Time Mobile phase A Mobile phase B
(in min.) (per cent w/v) (per cent w/v)
0 100 0
20 100 0
30 0 100
45 0 100
48 100 0
60 100 0
Name Retention time
(in minutes)
Venlafaxine about 13.0
Inject reference solution (b). The test is not valid unless the resolution between the peaks due to venlafaxine and venlafaxine impurity D is not less than 1.5.
Inject reference solution (a), reference solution (c), and the test solution. In the chromatogram obtained with the test solution, the area of the peak due to venlafaxine impurity D ((1-[(1RS)-1-(4-methoxyphenyl)-2-(methylamino) ethyl] cyclohexanol) or venlafaxine impurity F ((2RS)-2-(cyclohex-1-enyl)-2-(4-methoxyphenyl)-N,N-dimethylethanamine) is not more than the area of the principal peak in the chromatogram obtained with reference solution (a) (0.2 per cent of each), the area of any secondary peak is not more than the area of the principal peak in the chromatogram obtained with the reference solution (a) (0.2 per cent), the sum of areas of all the secondary peaks is not more than 2.5 times the area of the principal peak in the chromatogram obtained with the reference solution (a) (0.5 per cent). Ignore any peak with an area less than the area of the principal peak in the chromatogram obtained with the reference solution (c) (0.05 per cent).
Other tests. Comply with the tests stated under Tablets.
Assay. Determine by liquid chromatography (2.4.14).
Test solution. Weigh and powder 20 tablets. Disperse a quantity of the powder containing 50 mg of Venlafaxine in 250.0 ml of a 0.2 per cent v/v solution of orthophosphoric acid with the aid of ultrasound for 30 minutes, cool, mix and centrifuge. Dilute 2.0 ml of this solution to 5.0 ml with the mobile phase.
Reference solution (a). A 0.009 per cent w/v of venlafaxine hydrochloride RS in the mobile phase.

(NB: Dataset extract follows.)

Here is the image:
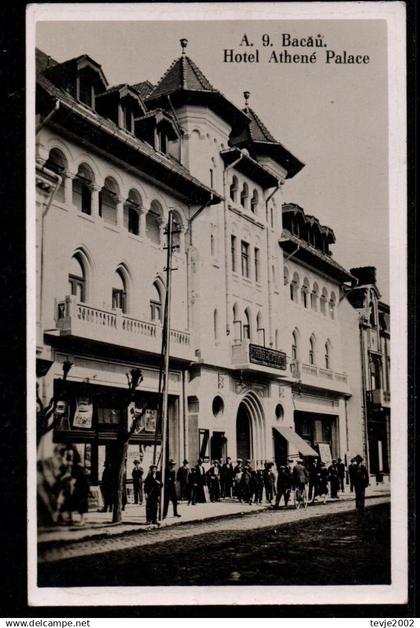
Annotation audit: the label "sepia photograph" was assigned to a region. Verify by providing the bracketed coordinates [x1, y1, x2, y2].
[27, 2, 408, 606]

Reference solution (b). A 0.01 per cent w/v of venlafaxine impurity RS in the mobile phase.
Chromatographic system
– a stainless steel column 15 cm x 4.6 mm, packed with octylsilane bonded to porous silica (5 µm), (Such as Zorbax C8),
– mobile phase: a mixture of 25 volumes of acetonitrile and 75 volumes of a 1 per cent v/v solution of triethylamine previously adjusted to pH 3.0 with orthophosphoric acid,
– flow rate: 1 ml per minute,
– spectrophotometer set at 226 nm,
– injection volume: 20 µl.
.The retention time of venlafaxine is about 5 minutes. If necessary, adjust the acetonitrile in the mobile phase.
Inject reference solution (b). The test is not valid unless the resolution between the peaks due to impurity D and venlafaxine is at least 1.0.
Inject reference solution (a) and the test solution.
Calculate the content of C17H27NO2 in the tablets.
1 mg of C17H27NO2, HCl is equivalent to 0.884 mg of C17H27NO2.
Labelling. The label states the strength in terms of the equivalent amount of venlafaxine.